40 CFR § 146.65 - Construction requirements.
(a) General. All existing and new Class I hazardous waste injection wells shall be constructed and completed to:
(1) Prevent the movement of fluids into or between USDWs or into any unauthorized zones;
(2) Permit the use of appropriate testing devices and workover tools; and
(3) Permit continuous monitoring of injection tubing and long string casing as required pursuant to § 146.67(f).
(b) Compatibility. All well materials must be compatible with fluids with which the materials may be expected to come into contact. A well shall be deemed to have compatibility as long as the materials used in the construction of the well meet or exceed standards developed for such materials by the American Petroleum Institute, The American Society for Testing Materials, or comparable standards acceptable to the Director.
(c) Casing and Cementing of New Wells.
(1) Casing and cement used in the construction of each newly drilled well shall be designed for the life expectancy of the well, including the post-closure care period. The casing and cementing program shall be designed to prevent the movement of fluids into or between USDWs, and to prevent potential leaks of fluids from the well. In determining and specifying casing and cementing requirements, the Director shall consider the following information as required by § 146.70:
(i) Depth to the injection zone;
(ii) Injection pressure, external pressure, internal pressure and axial loading;
(iii) Hole size;
(iv) Size and grade of all casing strings (well thickness, diameter, nominal weight, length, joint specification and construction material);
(v) Corrosiveness of injected fluid, formation fluids and temperature;
(vi) Lithology of injection and confining zones;
(vii) Type or grade of cement; and
(viii) Quantity and chemical composition of the injected fluid.

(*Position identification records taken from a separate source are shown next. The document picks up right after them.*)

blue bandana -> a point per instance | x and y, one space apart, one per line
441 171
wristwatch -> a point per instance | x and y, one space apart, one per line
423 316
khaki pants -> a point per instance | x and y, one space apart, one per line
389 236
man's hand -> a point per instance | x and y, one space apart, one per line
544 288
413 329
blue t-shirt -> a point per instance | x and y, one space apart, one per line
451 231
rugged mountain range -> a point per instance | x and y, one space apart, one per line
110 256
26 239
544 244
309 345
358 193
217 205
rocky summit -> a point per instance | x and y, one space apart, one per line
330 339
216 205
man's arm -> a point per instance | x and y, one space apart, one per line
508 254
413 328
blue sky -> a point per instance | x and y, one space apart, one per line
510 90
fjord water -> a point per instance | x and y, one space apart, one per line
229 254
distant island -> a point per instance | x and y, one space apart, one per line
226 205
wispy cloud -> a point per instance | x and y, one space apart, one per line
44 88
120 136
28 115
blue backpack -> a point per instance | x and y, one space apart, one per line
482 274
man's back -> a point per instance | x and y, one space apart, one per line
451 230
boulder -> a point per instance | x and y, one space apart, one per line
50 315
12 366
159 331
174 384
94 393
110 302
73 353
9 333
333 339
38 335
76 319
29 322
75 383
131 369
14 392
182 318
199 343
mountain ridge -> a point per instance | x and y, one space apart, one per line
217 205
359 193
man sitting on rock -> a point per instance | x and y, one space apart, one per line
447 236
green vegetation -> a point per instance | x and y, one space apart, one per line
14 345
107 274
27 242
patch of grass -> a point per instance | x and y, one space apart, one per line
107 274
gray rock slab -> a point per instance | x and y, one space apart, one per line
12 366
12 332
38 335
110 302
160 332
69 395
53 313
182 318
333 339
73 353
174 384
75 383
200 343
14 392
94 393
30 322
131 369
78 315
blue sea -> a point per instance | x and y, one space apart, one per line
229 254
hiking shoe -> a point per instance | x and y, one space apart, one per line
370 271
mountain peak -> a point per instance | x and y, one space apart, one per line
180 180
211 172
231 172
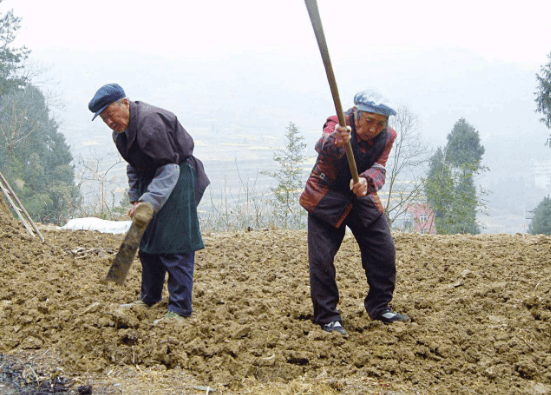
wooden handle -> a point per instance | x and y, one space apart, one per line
312 7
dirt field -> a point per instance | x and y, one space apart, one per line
480 305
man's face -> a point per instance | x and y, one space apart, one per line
369 125
117 116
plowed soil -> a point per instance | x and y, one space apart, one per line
480 309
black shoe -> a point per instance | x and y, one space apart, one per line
388 316
335 326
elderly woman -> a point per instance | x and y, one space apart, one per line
333 201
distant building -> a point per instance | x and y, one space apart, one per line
420 218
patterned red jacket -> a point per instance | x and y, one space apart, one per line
327 193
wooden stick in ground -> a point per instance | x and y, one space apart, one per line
21 207
312 7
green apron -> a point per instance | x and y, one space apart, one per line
175 228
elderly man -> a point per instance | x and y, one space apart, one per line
334 201
162 172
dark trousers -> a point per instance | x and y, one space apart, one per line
180 280
378 260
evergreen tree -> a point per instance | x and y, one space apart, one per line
11 59
543 94
449 186
34 157
287 209
541 222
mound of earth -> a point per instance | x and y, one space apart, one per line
480 309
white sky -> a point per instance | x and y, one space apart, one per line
499 30
257 60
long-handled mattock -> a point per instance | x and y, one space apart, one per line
312 7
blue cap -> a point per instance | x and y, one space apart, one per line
105 95
373 101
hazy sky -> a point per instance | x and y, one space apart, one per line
444 60
497 30
237 72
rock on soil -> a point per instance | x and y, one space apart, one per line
480 309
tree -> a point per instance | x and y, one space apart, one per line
543 93
35 157
11 59
403 180
541 222
449 186
287 210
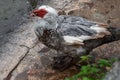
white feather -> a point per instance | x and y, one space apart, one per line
98 29
49 9
84 37
72 39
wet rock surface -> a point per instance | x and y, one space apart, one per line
20 59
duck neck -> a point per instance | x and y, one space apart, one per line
51 20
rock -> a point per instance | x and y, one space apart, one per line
20 59
114 74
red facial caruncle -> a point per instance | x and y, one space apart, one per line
40 13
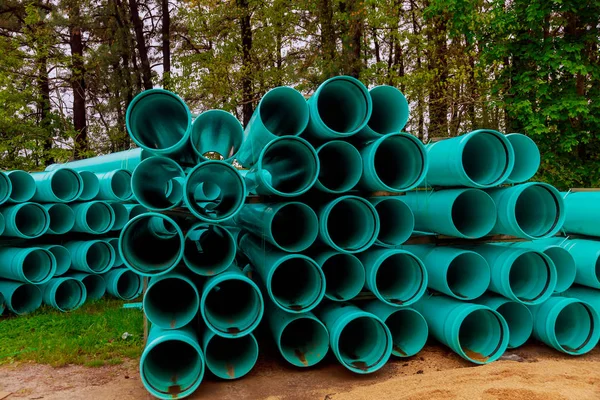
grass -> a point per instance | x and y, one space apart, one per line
91 335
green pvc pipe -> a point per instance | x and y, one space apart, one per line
566 324
340 107
33 265
287 167
289 226
214 191
396 221
60 186
458 273
22 186
64 293
340 167
123 283
344 274
172 363
294 282
531 210
231 304
396 277
25 220
216 134
473 331
62 218
408 328
21 298
396 163
302 339
95 217
348 224
360 340
517 317
151 244
229 358
91 256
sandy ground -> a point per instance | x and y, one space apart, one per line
436 373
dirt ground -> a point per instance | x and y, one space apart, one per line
533 372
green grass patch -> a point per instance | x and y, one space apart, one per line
91 335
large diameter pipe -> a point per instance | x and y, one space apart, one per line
465 213
172 363
294 282
287 167
340 107
360 340
566 324
396 163
396 277
531 210
231 304
214 191
151 244
348 224
289 226
408 328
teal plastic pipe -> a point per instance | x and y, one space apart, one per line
408 328
523 275
95 217
517 317
390 113
60 186
229 358
171 301
340 167
340 107
64 293
231 304
20 298
531 210
396 163
22 186
396 277
396 221
123 283
289 226
344 274
302 339
287 167
157 183
216 134
214 191
465 213
481 159
25 220
91 256
566 324
527 158
348 224
172 363
30 265
62 218
360 340
95 285
294 282
282 111
151 244
458 273
473 331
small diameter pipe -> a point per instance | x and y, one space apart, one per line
360 340
407 327
209 249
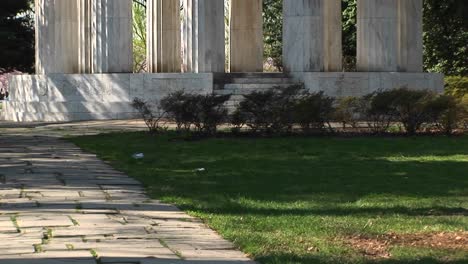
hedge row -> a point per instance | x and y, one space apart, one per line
293 109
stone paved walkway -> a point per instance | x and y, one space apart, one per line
61 205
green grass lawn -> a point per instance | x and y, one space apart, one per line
304 200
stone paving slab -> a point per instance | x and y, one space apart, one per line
61 205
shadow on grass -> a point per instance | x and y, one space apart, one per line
294 259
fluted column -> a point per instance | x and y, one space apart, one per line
377 35
84 36
163 36
203 36
57 36
312 39
111 36
246 36
410 15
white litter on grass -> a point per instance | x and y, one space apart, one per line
138 155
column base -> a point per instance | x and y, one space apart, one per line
78 97
341 84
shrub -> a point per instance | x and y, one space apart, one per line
374 108
413 107
314 111
149 114
180 107
210 112
456 86
346 111
268 111
445 112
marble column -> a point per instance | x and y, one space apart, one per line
377 35
56 36
163 36
203 36
410 37
84 36
246 36
111 36
312 39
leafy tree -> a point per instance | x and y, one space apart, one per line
349 19
273 31
16 35
446 36
139 37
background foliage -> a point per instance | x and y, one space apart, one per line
445 35
16 35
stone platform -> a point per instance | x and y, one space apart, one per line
75 97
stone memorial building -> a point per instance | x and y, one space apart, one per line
84 54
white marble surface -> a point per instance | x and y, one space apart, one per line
204 36
410 37
340 84
72 97
246 36
312 35
163 36
56 36
377 35
111 35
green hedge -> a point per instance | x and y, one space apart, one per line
456 86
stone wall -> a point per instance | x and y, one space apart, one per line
341 84
74 97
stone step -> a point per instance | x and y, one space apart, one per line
257 77
249 86
260 80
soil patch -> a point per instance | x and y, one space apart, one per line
378 247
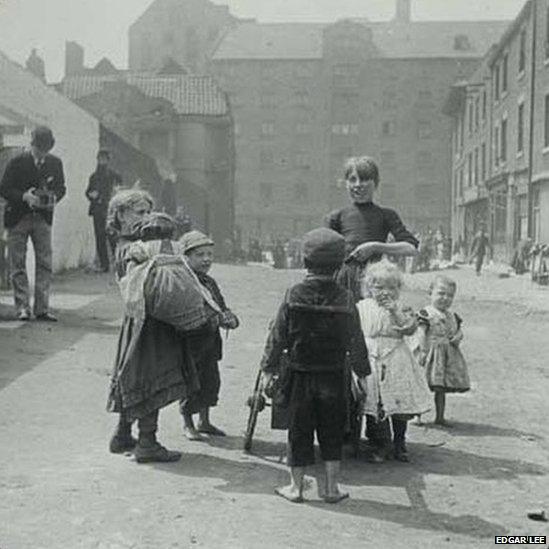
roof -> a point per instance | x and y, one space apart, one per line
417 39
189 94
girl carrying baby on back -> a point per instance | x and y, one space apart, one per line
396 388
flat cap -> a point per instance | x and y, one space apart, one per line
195 239
323 247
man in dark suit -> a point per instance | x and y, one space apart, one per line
32 184
101 184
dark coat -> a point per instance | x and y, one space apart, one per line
21 175
318 325
102 181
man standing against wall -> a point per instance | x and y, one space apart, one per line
99 192
32 184
479 247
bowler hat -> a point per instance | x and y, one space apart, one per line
323 248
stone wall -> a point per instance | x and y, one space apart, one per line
77 140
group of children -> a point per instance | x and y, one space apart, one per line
406 354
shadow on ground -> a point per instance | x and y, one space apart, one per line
255 474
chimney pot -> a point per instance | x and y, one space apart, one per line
403 11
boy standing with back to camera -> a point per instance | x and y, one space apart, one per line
318 326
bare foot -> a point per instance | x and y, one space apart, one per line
192 434
210 429
290 492
336 497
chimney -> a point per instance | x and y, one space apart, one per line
74 58
403 11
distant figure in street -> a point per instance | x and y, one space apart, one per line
205 344
33 183
100 188
439 337
366 226
479 246
318 326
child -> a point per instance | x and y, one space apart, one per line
367 226
439 337
318 326
396 387
205 344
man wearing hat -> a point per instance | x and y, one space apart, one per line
100 188
318 327
205 345
32 185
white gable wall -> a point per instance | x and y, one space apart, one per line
77 139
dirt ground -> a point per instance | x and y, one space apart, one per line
60 488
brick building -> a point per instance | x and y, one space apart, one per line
501 137
305 96
183 121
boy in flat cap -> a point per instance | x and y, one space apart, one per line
205 344
318 326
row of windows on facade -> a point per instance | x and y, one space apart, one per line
340 101
500 78
388 129
476 159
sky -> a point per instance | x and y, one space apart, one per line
101 26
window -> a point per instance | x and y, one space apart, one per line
503 140
496 146
522 51
266 191
520 128
388 128
345 129
475 167
268 101
471 107
547 33
346 75
302 99
302 161
301 191
504 73
390 99
266 157
546 125
267 128
424 130
483 162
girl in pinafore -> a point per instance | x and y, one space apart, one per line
439 336
396 387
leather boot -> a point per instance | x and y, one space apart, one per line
122 440
148 449
399 439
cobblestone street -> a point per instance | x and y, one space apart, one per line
464 485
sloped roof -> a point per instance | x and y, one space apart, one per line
189 94
417 39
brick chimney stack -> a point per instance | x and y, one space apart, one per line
74 58
403 11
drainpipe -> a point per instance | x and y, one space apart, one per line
532 120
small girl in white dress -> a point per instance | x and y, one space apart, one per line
396 387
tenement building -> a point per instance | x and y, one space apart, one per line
305 96
501 137
181 120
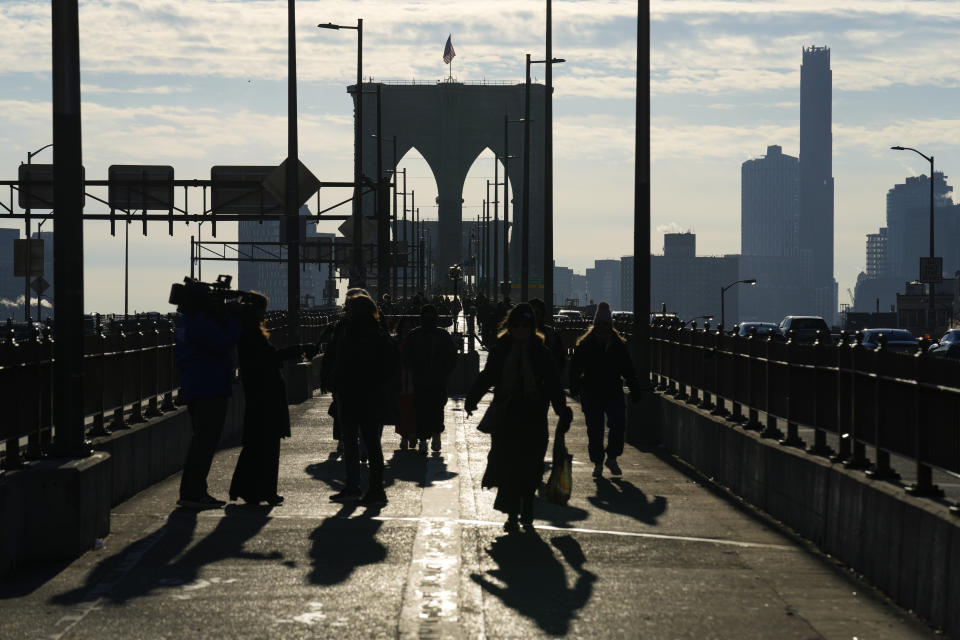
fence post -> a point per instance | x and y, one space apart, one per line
753 417
924 486
153 408
858 458
794 390
96 360
770 429
821 354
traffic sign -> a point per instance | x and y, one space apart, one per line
39 285
931 270
20 257
276 183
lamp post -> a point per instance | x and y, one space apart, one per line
357 277
525 232
931 311
723 293
506 201
28 271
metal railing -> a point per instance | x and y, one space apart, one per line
898 403
130 375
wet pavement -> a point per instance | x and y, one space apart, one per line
652 554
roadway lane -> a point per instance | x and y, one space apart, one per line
654 554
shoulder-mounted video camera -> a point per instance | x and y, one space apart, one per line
194 295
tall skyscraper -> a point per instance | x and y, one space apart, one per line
816 177
769 204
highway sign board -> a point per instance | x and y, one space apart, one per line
239 190
39 285
20 258
140 187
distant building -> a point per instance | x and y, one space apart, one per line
769 204
816 220
270 278
689 284
626 283
562 285
10 288
893 253
913 308
876 253
603 283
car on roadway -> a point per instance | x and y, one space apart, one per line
897 339
948 346
570 315
804 328
763 329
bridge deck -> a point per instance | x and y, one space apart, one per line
652 555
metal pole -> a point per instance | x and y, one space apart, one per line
68 376
406 251
126 270
393 270
931 311
548 172
723 307
496 229
641 202
506 203
29 261
525 233
293 189
358 277
383 213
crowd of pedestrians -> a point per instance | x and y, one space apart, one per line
382 373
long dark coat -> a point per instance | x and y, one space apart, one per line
518 446
266 418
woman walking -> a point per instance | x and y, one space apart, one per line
366 362
600 366
526 382
266 418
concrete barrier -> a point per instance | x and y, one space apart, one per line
907 547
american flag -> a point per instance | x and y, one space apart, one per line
448 52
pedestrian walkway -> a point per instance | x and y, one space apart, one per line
652 554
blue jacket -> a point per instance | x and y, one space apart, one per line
204 354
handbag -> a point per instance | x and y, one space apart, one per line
493 418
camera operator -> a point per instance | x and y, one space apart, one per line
207 329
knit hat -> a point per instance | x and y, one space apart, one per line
603 313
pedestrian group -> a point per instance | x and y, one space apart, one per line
377 379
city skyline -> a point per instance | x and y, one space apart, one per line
194 84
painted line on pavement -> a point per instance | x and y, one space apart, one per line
541 527
431 599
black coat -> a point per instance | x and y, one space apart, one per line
264 390
363 365
518 446
598 370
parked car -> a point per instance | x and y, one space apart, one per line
764 329
948 346
570 314
897 339
804 328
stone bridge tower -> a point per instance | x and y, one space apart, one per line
450 124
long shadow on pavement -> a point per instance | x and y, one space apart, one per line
341 544
623 497
115 579
536 582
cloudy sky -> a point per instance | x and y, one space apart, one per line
195 83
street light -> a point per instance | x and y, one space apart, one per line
525 239
931 312
28 271
357 277
723 293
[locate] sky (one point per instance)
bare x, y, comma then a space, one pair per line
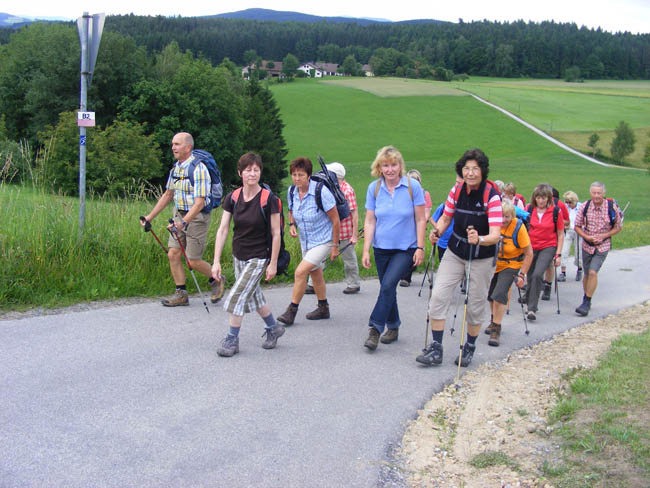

(2) One surface casing string shall, at a minimum, extend into the confining bed below the lowest formation that contains a USDW and be cemented by circulating cement from the base of the casing to the surface, using a minimum of 120% of the calculated annual volume. The Director may require more than 120% when the geology or other circumstances warrant it.
(3) At least one long string casing, using a sufficient number of centralizers, shall extend to the injection zone and shall be cemented by circulating cement to the surface in one or more stages:
(i) Of sufficient quantity and quality to withstand the maximum operating pressure; and
(ii) In a quantity no less than 120% of the calculated volume necessary to fill the annular space. The Director may require more than 120% when the geology or other circumstances warrant it.
(4) Circulation of cement may be accomplished by staging. The Director may approve an alternative method of cementing in cases where the cement cannot be recirculated to the surface, provided the owner or operator can demonstrate by using logs that the cement is continuous and does not allow fluid movement behind the well bore.
(5) Casings, including any casing connections, must be rated to have sufficient structural strength to withstand, for the design life of the well:
(i) The maximum burst and collapse pressures which may be experienced during the construction, operation and closure of the well; and
(ii) The maximum tensile stress which may be experienced at any point along the length of the casing during the construction, operation, and closure of the well.
(6) At a minimum, cement and cement additivies must be of sufficient quality and quantity to maintain integrity over the design life of the well.
(d) Tubing and packer.
(1) All Class I hazardous waste injection wells shall inject fluids through tubing with a packer set at a point specified by the Director.
(2) In determining and specifying requirements for tubing and packer, the following factors shall be considered:
(i) Depth of setting;
(ii) Characteristics of injection fluid (chemical content, corrosiveness, temperature and density);
(iii) Injection pressure;
(iv) Annular pressure;
(v) Rate (intermittent or continuous), temperature and volume of injected fluid;
(vi) Size of casing; and
(vii) Tubing tensile, burst, and collapse strengths.
(3) The Director may approve the use of a fluid seal if he determines that the following conditions are met:
(i) The operator demonstrates that the seal will provide a level of protection comparable to a packer;
(ii) The operator demonstrates that the staff is, and will remain, adequately trained to operate and maintain the well and to identify and interpret variations in parameters of concern;
(iii) The permit contains specific limitations on variations in annular pressure and loss of annular fluid;
(iv) The design and construction of the well allows continuous monitoring of the annular pressure and mass balance of annular fluid; and
(v) A secondary system is used to monitor the interface between the annulus fluid and the injection fluid and the permit contains requirements for testing the system every three months and recording the results.